Legal Articles

July 14, 2013

Children should speak about their own asthma

Though parents may be inclined to do most of the talking when seeing an allergist about their children’s allergy symptoms, researchers have found that this actually isn’t completely effective. Doctors say that children should do more of the talking than their parents, as they are the only ones who can accurately describe how they feel.

Parents overrate children’s symptoms

A recent study looked at 80 children with asthma who visited the doctor with their parents. After analyzing their findings, researchers said, “Although parents can provide useful information, it’s important for allergists to ask both parents and children about symptoms, activity limitations, and use of medications.”

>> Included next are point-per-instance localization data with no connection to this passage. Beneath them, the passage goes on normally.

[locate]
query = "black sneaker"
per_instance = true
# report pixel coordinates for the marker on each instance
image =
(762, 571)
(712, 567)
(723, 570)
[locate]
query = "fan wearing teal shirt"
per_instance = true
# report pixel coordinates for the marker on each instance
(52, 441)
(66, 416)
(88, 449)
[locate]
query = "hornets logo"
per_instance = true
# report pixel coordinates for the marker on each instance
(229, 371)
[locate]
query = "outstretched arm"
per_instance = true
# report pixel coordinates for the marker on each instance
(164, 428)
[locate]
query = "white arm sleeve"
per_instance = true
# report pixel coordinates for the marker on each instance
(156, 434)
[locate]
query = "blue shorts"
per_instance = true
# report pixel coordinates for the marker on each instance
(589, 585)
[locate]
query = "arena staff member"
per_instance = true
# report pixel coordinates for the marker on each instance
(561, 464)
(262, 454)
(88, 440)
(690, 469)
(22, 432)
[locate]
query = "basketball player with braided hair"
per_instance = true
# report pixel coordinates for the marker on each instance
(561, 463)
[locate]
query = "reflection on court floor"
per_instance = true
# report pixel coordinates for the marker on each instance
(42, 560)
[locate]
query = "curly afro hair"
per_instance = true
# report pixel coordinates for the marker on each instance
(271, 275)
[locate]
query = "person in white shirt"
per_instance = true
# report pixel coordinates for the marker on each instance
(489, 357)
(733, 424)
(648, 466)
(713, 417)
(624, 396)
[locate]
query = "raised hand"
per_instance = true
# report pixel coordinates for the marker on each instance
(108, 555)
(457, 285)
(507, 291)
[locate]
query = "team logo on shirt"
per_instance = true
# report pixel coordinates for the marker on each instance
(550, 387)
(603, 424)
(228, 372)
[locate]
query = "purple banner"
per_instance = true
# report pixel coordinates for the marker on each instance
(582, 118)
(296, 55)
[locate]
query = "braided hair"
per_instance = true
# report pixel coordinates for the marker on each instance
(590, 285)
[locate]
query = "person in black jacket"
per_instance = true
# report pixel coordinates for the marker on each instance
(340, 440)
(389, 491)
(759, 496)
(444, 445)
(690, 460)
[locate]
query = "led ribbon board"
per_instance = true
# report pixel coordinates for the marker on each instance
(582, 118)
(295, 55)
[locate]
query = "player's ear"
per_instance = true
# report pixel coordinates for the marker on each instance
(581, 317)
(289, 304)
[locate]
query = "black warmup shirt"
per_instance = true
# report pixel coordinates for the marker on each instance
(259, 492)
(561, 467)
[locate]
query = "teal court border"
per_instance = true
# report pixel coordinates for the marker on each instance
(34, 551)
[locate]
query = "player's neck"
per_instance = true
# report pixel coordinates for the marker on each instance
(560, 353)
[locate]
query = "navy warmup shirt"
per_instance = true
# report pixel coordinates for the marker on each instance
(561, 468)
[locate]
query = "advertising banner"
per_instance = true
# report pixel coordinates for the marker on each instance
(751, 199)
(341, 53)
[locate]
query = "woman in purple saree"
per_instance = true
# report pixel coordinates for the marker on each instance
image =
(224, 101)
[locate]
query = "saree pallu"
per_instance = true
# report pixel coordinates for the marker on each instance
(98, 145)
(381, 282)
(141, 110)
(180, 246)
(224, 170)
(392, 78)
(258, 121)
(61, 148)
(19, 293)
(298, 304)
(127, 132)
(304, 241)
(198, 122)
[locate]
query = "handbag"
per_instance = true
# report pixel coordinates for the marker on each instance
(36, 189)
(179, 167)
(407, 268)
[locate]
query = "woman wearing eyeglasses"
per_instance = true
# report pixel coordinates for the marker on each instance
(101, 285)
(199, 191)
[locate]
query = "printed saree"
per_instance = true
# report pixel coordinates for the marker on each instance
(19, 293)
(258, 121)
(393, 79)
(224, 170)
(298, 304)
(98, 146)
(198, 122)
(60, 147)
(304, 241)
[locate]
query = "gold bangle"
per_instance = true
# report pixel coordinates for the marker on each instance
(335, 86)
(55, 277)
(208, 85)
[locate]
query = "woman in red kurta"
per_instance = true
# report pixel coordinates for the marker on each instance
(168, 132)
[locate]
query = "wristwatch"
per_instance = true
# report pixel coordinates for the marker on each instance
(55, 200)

In fact, the more closely doctors listen to what children have to say about their asthma, the better the child’s quality of life tends to be. Generally, parents tend to overrate their child’s activity limitations far more than the child does. Margaret Burks, the study’s lead author, said, “Parents can often think symptoms are better or worse than what the child is really experiencing, especially if they are not with the child all day.”

Children feel left out

Children should talk about their symptoms with their allergist so that the proper treatment can be provided and the child is not over-treated. Nationwide, asthma leads to 10.5 million school days missed a year, according to the American College of Allergy, Asthma, & Immunology. In addition, children often feel depressed, left out, and different because they can’t always participate in their peers’ activities.